Den größten jüdischen Bevölkerungsanteil wies die Gemeinde Ebelsbach im 19. Jahrhundert auf, als die Juden mit 144 Bürgern ein Drittel der damaligen Dorfbevölkerung ausmachten. 1939 verließ der letzte jüdische Bürger Ebelsbach, aber eine Gedenktafel und ein Straßenschild weisen heute noch auf den damaligen „Judenhof“ hin. Dort wurde im Rahmen der Erinnerung an die Reichspogromnacht ein kleines Denkmal in Form eines „Sandsteinkoffers“ enthüllt, das auf die deportierten Juden aus Unterfranken hinweist.
Die Gemeinde Ebelsbach sowie katholische und evangelische Kirchengemeinde hatten zusammen mit dem „Heimatgeschichtlichen Arbeitskreis“ zu Beginn in die „Schlosskapelle“ in Ebelsbach eingeladen. Pfarrer Dr. Mathias Rusin erinnerte an das „schlimme Kapitel der Geschichte“, als Synagogen angezündet, Tausende von Juden misshandelt, verhaftet und getötet wurden. Zum Jahrestag wolle man für diese Menschen eine Wache halten und auch gleichzeitig dazu auffordern, dass wir auch zukünftig keine Ungerechtigkeiten schweigend hinnehmen dürften.
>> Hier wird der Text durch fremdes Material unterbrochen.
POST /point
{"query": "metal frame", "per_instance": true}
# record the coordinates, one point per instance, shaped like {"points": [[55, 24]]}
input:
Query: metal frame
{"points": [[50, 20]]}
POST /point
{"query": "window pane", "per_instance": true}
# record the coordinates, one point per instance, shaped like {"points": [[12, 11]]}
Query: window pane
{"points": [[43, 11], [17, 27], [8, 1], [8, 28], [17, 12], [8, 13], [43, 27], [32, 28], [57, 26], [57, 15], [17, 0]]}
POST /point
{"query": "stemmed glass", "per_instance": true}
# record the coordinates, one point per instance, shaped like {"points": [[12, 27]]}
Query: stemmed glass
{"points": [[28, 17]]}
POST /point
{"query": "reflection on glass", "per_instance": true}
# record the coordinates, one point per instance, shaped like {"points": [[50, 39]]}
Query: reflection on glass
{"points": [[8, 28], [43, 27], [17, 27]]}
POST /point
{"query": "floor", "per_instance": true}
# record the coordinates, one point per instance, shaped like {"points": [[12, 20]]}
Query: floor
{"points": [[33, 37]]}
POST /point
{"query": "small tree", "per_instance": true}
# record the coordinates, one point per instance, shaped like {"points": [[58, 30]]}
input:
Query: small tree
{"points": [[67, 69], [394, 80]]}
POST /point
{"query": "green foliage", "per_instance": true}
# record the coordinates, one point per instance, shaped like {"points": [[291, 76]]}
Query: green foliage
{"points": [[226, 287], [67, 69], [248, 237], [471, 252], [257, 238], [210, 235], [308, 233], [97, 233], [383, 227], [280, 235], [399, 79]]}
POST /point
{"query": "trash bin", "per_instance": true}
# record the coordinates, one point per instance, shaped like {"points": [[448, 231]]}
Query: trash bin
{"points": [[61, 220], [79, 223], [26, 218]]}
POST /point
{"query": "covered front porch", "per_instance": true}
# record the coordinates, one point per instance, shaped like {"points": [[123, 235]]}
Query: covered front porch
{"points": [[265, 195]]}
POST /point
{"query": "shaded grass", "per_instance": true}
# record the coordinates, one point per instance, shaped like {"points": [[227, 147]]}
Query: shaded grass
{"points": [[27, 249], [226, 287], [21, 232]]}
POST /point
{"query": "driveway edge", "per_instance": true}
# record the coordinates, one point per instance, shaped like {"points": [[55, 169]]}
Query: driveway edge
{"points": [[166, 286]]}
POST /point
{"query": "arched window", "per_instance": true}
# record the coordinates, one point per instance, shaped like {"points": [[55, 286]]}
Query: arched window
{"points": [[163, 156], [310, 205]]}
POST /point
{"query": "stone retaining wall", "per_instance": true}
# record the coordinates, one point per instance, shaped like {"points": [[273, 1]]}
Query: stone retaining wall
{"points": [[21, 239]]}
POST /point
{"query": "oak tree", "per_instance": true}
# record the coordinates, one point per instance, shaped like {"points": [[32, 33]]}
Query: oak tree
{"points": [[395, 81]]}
„Die Novemberpogrome 1938 markierten eine Verschärfung der Judenverfolgung. Es begann nun der uneingeschränkte, gesellschaftspolitische Ausschluss und die gänzliche, materielle Ausbeutung aller Bürgerinnen und Bürger, die zu Nichtariern erklärt wurden“, betonte Pfarrer Volkmar Gregori in seiner Ansprache. Der Antisemitismus hätte ja schon seit der Machtübernahme der Nationalsozialisten 1933 das öffentliche Leben in Deutschland bestimmt. Diskriminierung, Unterdrückung und Terroraktionen der SA seien grausame Mittel gewesen, um eine angsteinflößende und einschüchternde Atmosphäre zu erzeugen.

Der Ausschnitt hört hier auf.